'God's bones,' Drinkwater swore again. Never in all his long years of sea service had an attack of the megrims afflicted him so damnably; but never before had he been so idle, waiting, as he was, above a ship's chandler's store in an obscure and foetid alley off Wapping's Ratcliffe Highway.
Waiting ...
And constantly nagging away at the back of his mind was the knowledge that he had so little time, that the summer was nearly past, had already passed, judging by the wind that drove the sleet and smoke back down the chimney pots of the surrounding huddled buildings.
Yet still he was compelled to wait, a God-forsaken week of it now, stuck in this squalid room with its spartan truckle bed and soiled, damp linen. He glared angrily round the place. A few days, he had been told, at the most ... He had been gulled, by God!

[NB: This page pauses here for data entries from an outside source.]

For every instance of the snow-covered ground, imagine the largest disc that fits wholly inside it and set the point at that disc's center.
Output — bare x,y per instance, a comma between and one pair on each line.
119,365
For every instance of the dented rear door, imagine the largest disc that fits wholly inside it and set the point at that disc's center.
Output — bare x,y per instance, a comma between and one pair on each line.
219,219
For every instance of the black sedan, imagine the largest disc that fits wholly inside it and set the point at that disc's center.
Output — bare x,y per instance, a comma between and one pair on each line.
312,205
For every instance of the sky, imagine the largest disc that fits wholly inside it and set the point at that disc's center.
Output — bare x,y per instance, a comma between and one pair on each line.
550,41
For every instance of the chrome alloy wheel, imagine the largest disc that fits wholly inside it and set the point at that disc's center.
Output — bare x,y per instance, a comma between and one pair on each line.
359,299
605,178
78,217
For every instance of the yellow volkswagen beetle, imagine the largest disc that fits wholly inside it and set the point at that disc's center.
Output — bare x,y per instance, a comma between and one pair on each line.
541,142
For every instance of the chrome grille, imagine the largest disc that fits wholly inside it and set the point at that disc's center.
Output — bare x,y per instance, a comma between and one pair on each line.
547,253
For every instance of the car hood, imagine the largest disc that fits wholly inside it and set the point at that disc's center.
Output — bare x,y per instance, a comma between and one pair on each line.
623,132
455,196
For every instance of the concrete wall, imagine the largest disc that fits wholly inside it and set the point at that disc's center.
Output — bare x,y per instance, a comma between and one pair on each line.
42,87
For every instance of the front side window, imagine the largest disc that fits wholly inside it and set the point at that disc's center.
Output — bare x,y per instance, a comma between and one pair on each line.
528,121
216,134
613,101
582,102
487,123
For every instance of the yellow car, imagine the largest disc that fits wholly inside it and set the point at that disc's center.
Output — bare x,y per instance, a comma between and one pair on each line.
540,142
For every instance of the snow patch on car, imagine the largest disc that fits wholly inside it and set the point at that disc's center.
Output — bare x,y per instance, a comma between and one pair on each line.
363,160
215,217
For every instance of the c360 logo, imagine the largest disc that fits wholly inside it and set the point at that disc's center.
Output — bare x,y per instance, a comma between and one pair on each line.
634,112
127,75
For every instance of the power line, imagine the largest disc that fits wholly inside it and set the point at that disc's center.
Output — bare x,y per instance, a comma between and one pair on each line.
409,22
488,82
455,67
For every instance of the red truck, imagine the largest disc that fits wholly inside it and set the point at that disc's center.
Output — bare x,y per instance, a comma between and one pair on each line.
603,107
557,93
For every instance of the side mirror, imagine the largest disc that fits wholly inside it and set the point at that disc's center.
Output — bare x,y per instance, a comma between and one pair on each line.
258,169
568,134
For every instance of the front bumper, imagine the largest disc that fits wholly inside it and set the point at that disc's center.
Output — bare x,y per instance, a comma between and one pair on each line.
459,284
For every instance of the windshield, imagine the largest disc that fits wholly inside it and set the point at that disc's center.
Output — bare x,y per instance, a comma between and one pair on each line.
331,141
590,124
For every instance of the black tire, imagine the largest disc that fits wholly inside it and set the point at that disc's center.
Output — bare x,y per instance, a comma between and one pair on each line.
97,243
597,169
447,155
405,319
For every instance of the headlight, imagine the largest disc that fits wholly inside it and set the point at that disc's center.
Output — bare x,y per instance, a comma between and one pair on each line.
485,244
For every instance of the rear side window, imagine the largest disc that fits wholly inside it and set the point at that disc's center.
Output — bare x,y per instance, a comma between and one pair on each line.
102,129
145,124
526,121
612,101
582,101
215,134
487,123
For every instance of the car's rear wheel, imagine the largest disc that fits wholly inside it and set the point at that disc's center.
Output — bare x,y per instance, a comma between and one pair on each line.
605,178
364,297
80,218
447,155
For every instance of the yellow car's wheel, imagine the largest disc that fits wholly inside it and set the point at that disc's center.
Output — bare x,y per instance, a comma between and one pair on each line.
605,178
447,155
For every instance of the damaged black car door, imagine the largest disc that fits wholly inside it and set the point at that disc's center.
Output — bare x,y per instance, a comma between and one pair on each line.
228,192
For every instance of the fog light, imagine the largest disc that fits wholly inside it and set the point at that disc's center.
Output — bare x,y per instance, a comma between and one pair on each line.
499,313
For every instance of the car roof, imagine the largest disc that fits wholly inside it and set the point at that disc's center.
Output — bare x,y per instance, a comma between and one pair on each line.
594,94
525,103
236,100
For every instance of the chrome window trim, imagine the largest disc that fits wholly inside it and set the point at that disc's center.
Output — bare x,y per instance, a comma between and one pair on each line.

He had brought only a single change of small clothes, stuffed into a borrowed valise with his shaving tackle; and that was not all that was borrowed. There were the boots and his coat, a plain, dark grey broadcloth. He had refused the proffered hat. He was damned if he would be seen dead in a beaver!
'You should cut your hair, Drinkwater, the queue is no longer de rigueur.'
He had avoided that humiliation, at least.
He turned from the window and sat down, both elbows on the none-too-clean deal table. Before him, beside the jug and tumbler of watered gin, lay a heavy pistol. Staring at the cold gleam of its double barrels he reflected that he could be out of this mess in an instant, for the thing was primed and loaded. He shied bitterly away from the thought. He had traversed that bleak road once before. He would have to endure the gristle-filled pies, the cheap gin and the choked privy until he had done his duty. He swung back to the window.